Fwd: LMDB and text encoding

List overview All Threads
Download

newer

older

Re: Fwd: LMDB and text encoding

Re: Status of ldap_init_fd and...

Timur Kristóf

2 Feb 2015 2 Feb '15

2:52 a.m.

...

I just had a look at how BDB handled this. As you can see they used a TO_TSTRING macro to convert incoming pathnames from UTF8 to UTF16.

https://gitorious.org/berkeleydb/berkeleydb/source/347d239a1e44ed4f773ae9274...

https://gitorious.org/berkeleydb/berkeleydb/source/347d239a1e44ed4f773ae9274...

(And a FROM_TSTRING for the reverse, as well.)

(Mea culpa, I accidentally hit "reply" instead of "reply all". Sorry. Now reposting to the mailing list.)

Since we only need to do this on Windows, we could use MultiByteToWideChar with CP_UTF8. (That's what TO_TSTRING does, too.) I do not think we would ever need to do any such conversion on UNIX. https://msdn.microsoft.com/en-us/library/windows/desktop/dd319072%28v=vs.85%...

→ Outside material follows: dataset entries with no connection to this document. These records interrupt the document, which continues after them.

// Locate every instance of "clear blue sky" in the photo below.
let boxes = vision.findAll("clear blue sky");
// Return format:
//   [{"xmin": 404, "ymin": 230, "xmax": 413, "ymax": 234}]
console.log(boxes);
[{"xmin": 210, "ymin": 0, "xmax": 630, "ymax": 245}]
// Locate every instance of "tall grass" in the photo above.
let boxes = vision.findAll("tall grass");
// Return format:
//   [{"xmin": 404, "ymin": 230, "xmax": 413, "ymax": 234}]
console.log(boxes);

I'm not sure if we can just copy-paste BDB's code. Probably not, that would lead to licensing issues, wouldn't it?

Show replies by date

Howard Chu

2 Feb 2 Feb

2:56 a.m.

Timur Kristóf wrote:

...

...
I just had a look at how BDB handled this. As you can see they used a TO_TSTRING macro to convert incoming pathnames from UTF8 to UTF16.

https://gitorious.org/berkeleydb/berkeleydb/source/347d239a1e44ed4f773ae9274...

https://gitorious.org/berkeleydb/berkeleydb/source/347d239a1e44ed4f773ae9274...

(And a FROM_TSTRING for the reverse, as well.)

(Mea culpa, I accidentally hit "reply" instead of "reply all". Sorry. Now reposting to the mailing list.)

Since we only need to do this on Windows, we could use MultiByteToWideChar with CP_UTF8. (That's what TO_TSTRING does, too.) I do not think we would ever need to do any such conversion on UNIX.

Correct, these macros only exist in the Windows-specific source files of BDB. None of this is needed for POSIX.

...

https://msdn.microsoft.com/en-us/library/windows/desktop/dd319072%28v=vs.85%...

I'm not sure if we can just copy-paste BDB's code. Probably not, that would lead to licensing issues, wouldn't it?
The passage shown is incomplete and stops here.